Die Forschenden werteten zunächst Daten einer Internetplattform aus, auf der Besucher*innen ihr Persönlichkeits­profil mit dem von meist fiktiven Charakteren vergleichen konnten. In die Analyse wurden über 200.000 Nutzer*innen und knapp 4000 Charaktere eingeschlossen. Es zeigte sich, dass Nutzer*innen die fiktiven Charaktere umso mehr mochten, je ähnlicher ihnen diese hinsichtlich des Persönlichkeits­profils waren. Spannenderweise zeigte sich dieses Muster nicht nur bei guten Figuren (z.B. Sherlock Holmes), sondern auch bei bösen Charakteren (z.B. Darth Vader).

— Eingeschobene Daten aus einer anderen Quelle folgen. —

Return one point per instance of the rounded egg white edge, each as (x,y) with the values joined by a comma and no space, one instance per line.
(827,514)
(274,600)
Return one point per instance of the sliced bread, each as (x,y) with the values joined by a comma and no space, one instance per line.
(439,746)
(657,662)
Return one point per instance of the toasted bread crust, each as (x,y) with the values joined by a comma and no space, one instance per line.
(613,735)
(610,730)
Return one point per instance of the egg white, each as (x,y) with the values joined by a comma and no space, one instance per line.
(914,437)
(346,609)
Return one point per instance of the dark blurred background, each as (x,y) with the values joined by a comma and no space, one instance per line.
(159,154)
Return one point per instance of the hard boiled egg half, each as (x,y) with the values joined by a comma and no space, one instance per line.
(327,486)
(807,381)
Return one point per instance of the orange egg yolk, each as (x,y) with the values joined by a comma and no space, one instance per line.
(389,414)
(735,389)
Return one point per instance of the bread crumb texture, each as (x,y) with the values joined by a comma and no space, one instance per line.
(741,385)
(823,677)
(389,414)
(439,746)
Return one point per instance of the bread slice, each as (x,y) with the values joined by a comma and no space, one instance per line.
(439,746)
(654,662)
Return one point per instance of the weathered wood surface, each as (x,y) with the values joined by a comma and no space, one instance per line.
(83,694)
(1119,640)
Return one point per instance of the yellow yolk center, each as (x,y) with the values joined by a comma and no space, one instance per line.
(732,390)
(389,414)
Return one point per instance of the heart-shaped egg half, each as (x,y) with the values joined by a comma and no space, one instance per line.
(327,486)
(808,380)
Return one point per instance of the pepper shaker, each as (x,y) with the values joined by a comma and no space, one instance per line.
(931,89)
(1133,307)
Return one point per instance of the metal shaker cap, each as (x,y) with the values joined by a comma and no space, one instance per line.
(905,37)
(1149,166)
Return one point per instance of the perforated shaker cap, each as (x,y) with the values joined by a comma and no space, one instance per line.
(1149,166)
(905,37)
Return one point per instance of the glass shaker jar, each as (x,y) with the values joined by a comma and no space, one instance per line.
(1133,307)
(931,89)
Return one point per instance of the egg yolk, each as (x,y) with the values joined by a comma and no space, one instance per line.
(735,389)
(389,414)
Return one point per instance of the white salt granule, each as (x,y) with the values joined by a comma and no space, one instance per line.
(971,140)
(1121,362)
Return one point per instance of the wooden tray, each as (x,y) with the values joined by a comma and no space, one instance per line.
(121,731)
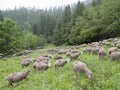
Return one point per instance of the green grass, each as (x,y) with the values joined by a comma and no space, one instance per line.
(106,75)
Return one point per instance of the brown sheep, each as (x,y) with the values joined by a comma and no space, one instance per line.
(16,77)
(102,53)
(115,56)
(26,62)
(41,66)
(113,49)
(60,63)
(74,56)
(80,67)
(58,57)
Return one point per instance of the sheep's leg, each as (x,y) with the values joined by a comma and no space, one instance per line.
(10,84)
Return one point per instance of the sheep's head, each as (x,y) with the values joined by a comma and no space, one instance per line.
(67,60)
(28,70)
(49,64)
(89,74)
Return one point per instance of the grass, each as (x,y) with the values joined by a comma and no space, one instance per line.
(106,75)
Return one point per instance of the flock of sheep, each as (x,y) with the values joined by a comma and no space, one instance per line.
(42,62)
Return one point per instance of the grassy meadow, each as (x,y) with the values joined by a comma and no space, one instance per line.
(106,75)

In weiteren Studien versuchten die Forschenden zu verstehen, unter welchen Umständen sich Menschen mit bösen Charakteren auseinandersetzen und vergleichen. Dazu sollten Versuchsteilnehmende in einer Studie einen fiktiven Film bewerten. Einem Teil der Befragten wurde vorab gesagt, dass die böse Hauptfigur des Films ihnen sehr ähnlich sei, der andere Teil erhielt lediglich eine Beschreibung des Films. Zusätzlich wurde variiert, ob man sich vorstellen sollte, den Film allein anzusehen oder bei einem ersten Date. Wurde vorab eine Ähnlichkeit mit dem bösen Charakter nahegelegt, fiel die Präferenz für den Film deutlich geringer aus, wenn er im Rahmen eines Dates (vs. allein) geschaut werden sollte. Die Forschenden folgerten daraus, dass Ähnlichkeiten mit bösen Charakteren nur dann abgeglichen werden, wenn dieser Vergleich keine Bedrohung für das Selbstbild darstellt. Und bei einem Date ist es uns in der Regel sehr wichtig, ein möglichst gutes Bild abzugeben. In einer weiteren Studie zeigten die Forschenden außerdem, dass Menschen sich mit Ähnlichkeiten zu bösen Charakteren auseinandersetzen, weil sie diesen Vergleich als relevant erleben.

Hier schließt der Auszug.